Lawyer Rogelio V. Garcia, one of the four DBP directors from Southern Mindanao, said in a press conference over the weekend that the bank can even provide rate of as low as 3.5% to 4% a year to smaller towns from the regular 6.5% to 7% annually.
“That is now the concept that we are trying to develop and we are preparing a template for this,” Garcia said.
The bank, he added, can even extend the loan period as at present, the “basic length of the loan term of DBP is between seven to 10 years, but we can, of course, make some extension to (on the length of the term) depending on the project.”
This mechanism will be introduced to LGUs and cooperatives that are planning to avail of the program for water facilities that the Mindanao Development Authority (MinDA), in cooperation with the Department of Interior and Local Government and the bank, is preparing to roll out.
Secretary Emmanuel F. Piñol, MinDA chair, said LGUs and cooperatives can even make these facilities a business venture as “they could recover their investments.”
Among the first LGUs to express interest on the program was Compostela Valley (ComVal) which is crafting a P300 million bulk water project to supply potable water to its three towns.

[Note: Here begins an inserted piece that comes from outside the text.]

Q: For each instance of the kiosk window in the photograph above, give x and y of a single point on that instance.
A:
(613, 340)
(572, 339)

Piñol said he and ComVal Gov. Jayvee Tyron L. Uy discussed the proposal, prompting MinDA to grant the province about P500,000 from its savings to draft the feasibility and engineering study of the water bulk facility of the province.

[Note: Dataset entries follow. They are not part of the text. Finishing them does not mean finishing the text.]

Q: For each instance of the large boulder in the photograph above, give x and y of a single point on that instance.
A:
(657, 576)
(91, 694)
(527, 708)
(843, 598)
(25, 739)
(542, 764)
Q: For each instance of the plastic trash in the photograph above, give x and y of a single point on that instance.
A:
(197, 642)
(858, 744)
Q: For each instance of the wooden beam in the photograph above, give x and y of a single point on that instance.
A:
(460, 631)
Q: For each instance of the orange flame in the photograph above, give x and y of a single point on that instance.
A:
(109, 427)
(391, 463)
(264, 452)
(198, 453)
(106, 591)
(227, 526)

He said the fund will come from the savings of his agency and will help the province formulate its program with the Development Bank of the Philippines (DBP) will help fund.
“ComVal is actually looking at P300 million loan to provide water to Nabunturan and two other towns,” said Mr. Piñol, adding that this might become among the biggest projects under the water program of his agency.
He said he and Uy were supposed to sign the agreement for the release of the fund last weekend, but the provincial board has yet to pass a resolution needed to authorize Uy to enter into the agreement.
For other provinces that want to emulate ComVal, Piñol said they need to wait for next year as the agency is looking at providing more assistance to them to craft their programs related to potable water and solar irrigation.
“(In providing more assistance to the local government units) our advantage is we have access to other funding agencies,” he said, in reference to international donor agencies like the Japan International Cooperation Agency, European Union, United States Agency for International Development and Australian Assistance for International Development, among others.
In a related development, Piñol said his agency is planning to put desalination facilities in island communities of the Bangsamoro Autonomous Region in Muslim Mindanao and Zamboanga Peninsula that are in dire need of potable water.
He said the facilities, which would either tap the technology from Israel, China and Italy will provide these “often neglected and overlooked (communities) in the country” with potable drinking water.